DEĞİŞİKLİK DANIŞTAY KARARIYLA YAPILDI


Şeker'in bu iddialarına karşılık sağlık bakanlığı, yönetmelik değişikliğinin Danıştay Kararı doğrultusunda yapıldığını savundu. Ayakta Teşhis ve Tedavi Yapılan Özel Sağlık Kuruluşları Hakkında Yönetmeliğin 23 üncü maddesinin beşinci fıkrasında yer alan “Söz konusu hastanın transferi ve transfer edildiği hastanelerdeki teşhis ve tedavisi ile ilgili ücretleri tıp merkezi tarafından karşılanır” ibaresinin Danıştay Onuncu Dairesinin kararına dayanarak değiştirildiği belirtildi.

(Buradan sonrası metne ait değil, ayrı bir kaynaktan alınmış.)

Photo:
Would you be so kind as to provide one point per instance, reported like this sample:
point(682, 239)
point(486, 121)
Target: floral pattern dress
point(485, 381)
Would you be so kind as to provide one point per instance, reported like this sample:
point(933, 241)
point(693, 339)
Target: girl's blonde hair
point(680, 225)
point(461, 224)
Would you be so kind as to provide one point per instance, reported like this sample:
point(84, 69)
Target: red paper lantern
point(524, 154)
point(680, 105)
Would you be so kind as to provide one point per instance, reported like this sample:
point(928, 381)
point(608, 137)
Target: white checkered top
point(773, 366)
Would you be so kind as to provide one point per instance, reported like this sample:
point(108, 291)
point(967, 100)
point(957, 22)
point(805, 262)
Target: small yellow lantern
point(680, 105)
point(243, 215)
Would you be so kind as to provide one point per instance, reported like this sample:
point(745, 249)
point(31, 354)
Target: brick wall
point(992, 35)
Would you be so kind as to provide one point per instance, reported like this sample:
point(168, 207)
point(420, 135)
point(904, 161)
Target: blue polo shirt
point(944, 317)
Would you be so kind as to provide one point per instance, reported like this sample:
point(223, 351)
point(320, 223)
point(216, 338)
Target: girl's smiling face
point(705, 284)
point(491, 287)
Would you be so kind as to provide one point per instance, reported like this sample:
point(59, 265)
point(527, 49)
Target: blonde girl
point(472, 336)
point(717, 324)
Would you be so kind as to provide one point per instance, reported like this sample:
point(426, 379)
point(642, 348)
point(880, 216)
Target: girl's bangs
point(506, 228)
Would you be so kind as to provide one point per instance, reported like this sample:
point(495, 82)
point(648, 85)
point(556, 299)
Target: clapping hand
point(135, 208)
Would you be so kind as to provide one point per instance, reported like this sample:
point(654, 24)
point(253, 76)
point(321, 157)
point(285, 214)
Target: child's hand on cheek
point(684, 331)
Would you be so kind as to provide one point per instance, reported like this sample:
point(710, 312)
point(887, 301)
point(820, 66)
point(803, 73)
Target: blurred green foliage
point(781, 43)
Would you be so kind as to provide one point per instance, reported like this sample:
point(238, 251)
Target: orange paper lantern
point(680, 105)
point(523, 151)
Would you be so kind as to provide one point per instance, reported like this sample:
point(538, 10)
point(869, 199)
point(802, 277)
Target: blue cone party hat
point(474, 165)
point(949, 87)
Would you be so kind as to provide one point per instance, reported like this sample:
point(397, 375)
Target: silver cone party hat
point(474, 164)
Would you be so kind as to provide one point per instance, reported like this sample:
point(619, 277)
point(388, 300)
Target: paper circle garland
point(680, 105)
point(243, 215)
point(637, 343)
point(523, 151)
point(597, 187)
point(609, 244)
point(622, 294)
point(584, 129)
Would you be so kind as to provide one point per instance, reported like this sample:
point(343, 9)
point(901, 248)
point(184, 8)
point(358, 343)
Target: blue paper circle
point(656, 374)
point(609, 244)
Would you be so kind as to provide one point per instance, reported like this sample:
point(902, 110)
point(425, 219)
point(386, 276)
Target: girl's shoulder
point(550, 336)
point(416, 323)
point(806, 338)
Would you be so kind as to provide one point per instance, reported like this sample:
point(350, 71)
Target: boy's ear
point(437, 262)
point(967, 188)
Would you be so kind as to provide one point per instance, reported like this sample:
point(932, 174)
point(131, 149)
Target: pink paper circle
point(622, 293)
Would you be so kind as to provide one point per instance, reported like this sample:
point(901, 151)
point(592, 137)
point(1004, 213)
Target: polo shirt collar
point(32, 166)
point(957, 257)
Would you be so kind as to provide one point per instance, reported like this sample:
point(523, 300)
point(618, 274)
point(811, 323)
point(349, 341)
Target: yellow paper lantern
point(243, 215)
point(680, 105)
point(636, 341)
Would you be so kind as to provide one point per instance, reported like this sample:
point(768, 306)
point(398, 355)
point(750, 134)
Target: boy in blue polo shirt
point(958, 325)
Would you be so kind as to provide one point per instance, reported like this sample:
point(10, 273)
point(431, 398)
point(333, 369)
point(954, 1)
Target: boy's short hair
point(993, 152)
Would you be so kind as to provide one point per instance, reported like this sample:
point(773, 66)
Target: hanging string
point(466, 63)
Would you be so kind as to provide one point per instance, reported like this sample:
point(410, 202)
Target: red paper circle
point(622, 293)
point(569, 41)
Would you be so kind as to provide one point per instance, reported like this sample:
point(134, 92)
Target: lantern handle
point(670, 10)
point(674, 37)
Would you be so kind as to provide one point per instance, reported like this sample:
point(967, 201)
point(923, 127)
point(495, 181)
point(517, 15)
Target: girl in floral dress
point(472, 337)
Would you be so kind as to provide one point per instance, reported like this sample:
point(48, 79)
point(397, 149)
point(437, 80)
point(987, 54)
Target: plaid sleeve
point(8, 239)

'KUSUR YOKKEN, SORUMLU TUTULAMAZ'

Danıştay'ın söz konusu kararında “Tıbbi müdahalelere bağlı olarak gelişen komplikasyon ve benzeri durumların her zaman kusurlu bir müdahaleye bağlı olmayacağı tartışmasızdır. İlgililerin kusurunun olmadığı durumlarda bu müdahalelerden kaynaklanan zararın tazmininden de sorumlu tutulmaması gerekmektedir. Kusurlu bir tıbbi müdahale olmaksızın tıp merkezlerini hastaların sevk edildiği hastanelerde yapılan teşhis ve tedavi masraflarından sorumlu tutmak hakkaniyet ilkesi ile bağdaşmamaktadır. Kaldı ki müdahalenin kusurlu olup olmadığı, zararın bu müdahaleden kaynaklanıp kaynaklanmadığı ve tıp merkezlerinin bu zararın tazmininden sorumlu tutulup tutulmayacağı açılacak bir tazminat davasının konusudur. Bu durumda, tıp merkezinde yapılan bir müdahaleye bağlı olarak gelişen komplikasyonlar ve/veya yoğun bakım hizmetine ihtiyaç olan durumlarda hastanın sevk edildiği ve tedavisinin yapıldığı hastanedeki teşhis ve tedavi ile ilgili ücretlerin tıp merkezi tarafından karşılanacağı ve bu ücretin hastadan talep edilemeyeceği yolundaki düzenlemede hukuka uyarlık görülmemiştir” deniliyor.

Sağlık Bakanlığı, 21 Mart'ta yapılan değişikliğin Danıştay'ın bu kararına bağlı olarak yapıldığını vurgularken, "Komplikasyon her zaman kusurlu bir müdahaleye bağlı olarak ortaya çıkmamaktadır. Öncelikle komplikasyonun ilgili özel hastanenin kusurundan kaynaklanıp kaynaklanmadığının tespit edilmesi gerekmektedir" denildi.

SUÇ DUYURUSU VE TAZMİNAT YOLU AÇIKTIR

Ayrıca hastanın yanlış tedaviden zarar görmesi durumunda suç duyurusunda veya tazminat talebinde bulunabileceği anımsatılarak, "Zarar gören hastanın yargıda hak arama yolu açıktır. Yargıya başvurulduğunda kusur tespiti mahkemeler tarafından uzman bilirkişi, adli tıp kurumu veya yüksek sağlık şurası raporu ile yapılmaktadır. Mahkeme tarafından özel hastanenin kusurlu olduğu kanaatine varılması halinde tazminata hükmedilmektedir" denildi.